Just to remove some ambiguity from the posting...

[Angostura]

Although the posting notes that the company has notified several thousand Californians, don't take this as suggesting that the damage is limited to Californians. From the article:

"California law requires firms to disclose such incidents to the state's consumers when they are discovered. It is the only state with such a requirement but such data thefts are rarely limited to a single geographic area."

Time to start lobbying some other states' legislatures, perhaps.

The Shrub pushes for Tort Reform

[hydertech]

As an attorney, I would suggest that there is already adequate support in the law for an action against Choice Point. As some posters have already noted, the cost of litigation would prevent individuals from suing separately--the solution in such cases is to file an action on behalf of all those affected. This is called a "class action".

Of course GWB is pushing for "Tort Reform" to eliminate class action lawsuits in the United States.
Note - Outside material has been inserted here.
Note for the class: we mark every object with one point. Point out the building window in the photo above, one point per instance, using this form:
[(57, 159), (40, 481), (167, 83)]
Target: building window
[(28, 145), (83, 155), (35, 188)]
It doesn't require a tin foil hat to see why this is such a priority for him when a major ally to his campaign is clearly in the sites for such a lawsuit.

Re:Limits on personal information...

[4of12]

Browsers have a wallet-like feature which fills it in on demand.

Excellent points, all.

My pet peeve is that "form filling out" information disclosure should really be kept to the minimum required for the transaction.

If you go into a doctor's office for an ingrown toenail, there's no reason you should have to dump down 57 pieces of data on a form. If I put down that I'm a 27 year old male with no allergies and I can digitally sign that I'm able to pay up to $500 for any services, that should be enough.

Likewise for getting an account at the video rental store, getting an airline ticket [cf John Gilmore's battles], etc.

Problem is, businesses and governments are addicted to the increasing TIA and decreasing the anonymity that was an artifact of older technology. People living the "free world" tolerate encroachment of their privacy without much thought. It won't be until a totalitarian regime (eg, China) starts using technology in new ways to suppress dissent and control the populace that people will become aware of the implications of putting so much information in the hands of the authorities.

Which reminds me - if you're a U.S. citizen, contact your Congressional Representative to eliminate the more egregious parts of the so-called Patriot Act.